С января у больного появились пролежни. Его укладывали на подушки, подсовывали под него резиновые надутые круги, присыпали язвы иодоформом, обмывали, снова присыпали — они затягивались и снова открывались, становились ещё больше и гноились. Пролежни появлялись один за другим, страшно было смотреть на спину, поясницу и ягодицы несчастного паралитика. Дора боролась с этими язвами, предвестниками приближавшегося разложения, от них теперь зависели её надежды и страхи. Пьер исхудал, но какой он всё-таки тяжёлый! К счастью, соседка и приходящая прислуга помогали Доре переворачивать это неподвижное тело, покрытое пролежнями и гнойными корками, вытаскивать из-под него подстилку, подсовывать необходимую клеёнку.

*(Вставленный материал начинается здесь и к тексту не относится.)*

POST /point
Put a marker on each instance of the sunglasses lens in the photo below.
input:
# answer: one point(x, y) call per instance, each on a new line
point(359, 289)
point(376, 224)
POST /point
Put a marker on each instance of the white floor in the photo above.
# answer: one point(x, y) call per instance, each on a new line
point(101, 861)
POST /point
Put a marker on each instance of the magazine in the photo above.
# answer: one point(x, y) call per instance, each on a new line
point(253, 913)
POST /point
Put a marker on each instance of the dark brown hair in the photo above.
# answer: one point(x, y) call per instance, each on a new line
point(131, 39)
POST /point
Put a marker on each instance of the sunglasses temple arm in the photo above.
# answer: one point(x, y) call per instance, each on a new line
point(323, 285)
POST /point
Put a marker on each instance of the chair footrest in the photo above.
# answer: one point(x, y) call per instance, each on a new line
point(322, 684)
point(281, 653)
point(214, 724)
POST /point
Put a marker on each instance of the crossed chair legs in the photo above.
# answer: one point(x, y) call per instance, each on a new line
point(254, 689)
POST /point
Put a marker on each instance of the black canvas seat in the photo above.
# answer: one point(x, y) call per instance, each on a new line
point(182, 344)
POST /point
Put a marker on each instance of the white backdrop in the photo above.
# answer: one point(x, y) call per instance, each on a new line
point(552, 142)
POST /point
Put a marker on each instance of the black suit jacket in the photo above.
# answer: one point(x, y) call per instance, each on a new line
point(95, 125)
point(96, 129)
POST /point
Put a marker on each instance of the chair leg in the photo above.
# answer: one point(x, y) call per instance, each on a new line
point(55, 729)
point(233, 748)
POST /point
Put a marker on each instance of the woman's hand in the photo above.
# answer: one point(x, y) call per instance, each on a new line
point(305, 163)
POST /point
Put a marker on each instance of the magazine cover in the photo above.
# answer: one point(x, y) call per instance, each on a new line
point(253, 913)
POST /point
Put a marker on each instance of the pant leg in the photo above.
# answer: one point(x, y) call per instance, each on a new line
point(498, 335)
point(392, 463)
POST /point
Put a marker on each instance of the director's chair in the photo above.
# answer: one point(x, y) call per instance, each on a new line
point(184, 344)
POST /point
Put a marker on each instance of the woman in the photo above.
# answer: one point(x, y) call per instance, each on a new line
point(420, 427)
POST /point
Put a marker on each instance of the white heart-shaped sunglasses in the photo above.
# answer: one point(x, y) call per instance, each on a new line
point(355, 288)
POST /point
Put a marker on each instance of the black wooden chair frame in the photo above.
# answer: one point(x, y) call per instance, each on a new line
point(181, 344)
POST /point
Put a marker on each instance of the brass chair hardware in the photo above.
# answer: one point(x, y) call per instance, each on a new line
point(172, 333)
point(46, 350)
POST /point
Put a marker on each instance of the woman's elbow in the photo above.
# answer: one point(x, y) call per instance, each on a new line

Гарш — не Таити. Уединение необыкновенной четы было мнимым: местные жители, сочувственно качая головами, с любопытством толковали о богатой даче и её обитателях. Основываясь на бессвязных словах Доры, которые приходящая прислуга разнесла по всему Гаршу, люди считали, что тут поселились старые супруги, содержавшие в Париже большую гостиницу: сколотили себе состояние и отошли от дел. Но только-только они обосновались на даче, рассчитывая насладиться вполне заслуженным отдыхом и покоем, трах-тарарах, беднягу мужа хватил удар! Вы бы посмотрели, как самоотверженно эта славная женщина ухаживает за больным, ничего для старика не жалеет, только о нём думает и заботится, а сама почти из дому не выходит, совсем истаяла.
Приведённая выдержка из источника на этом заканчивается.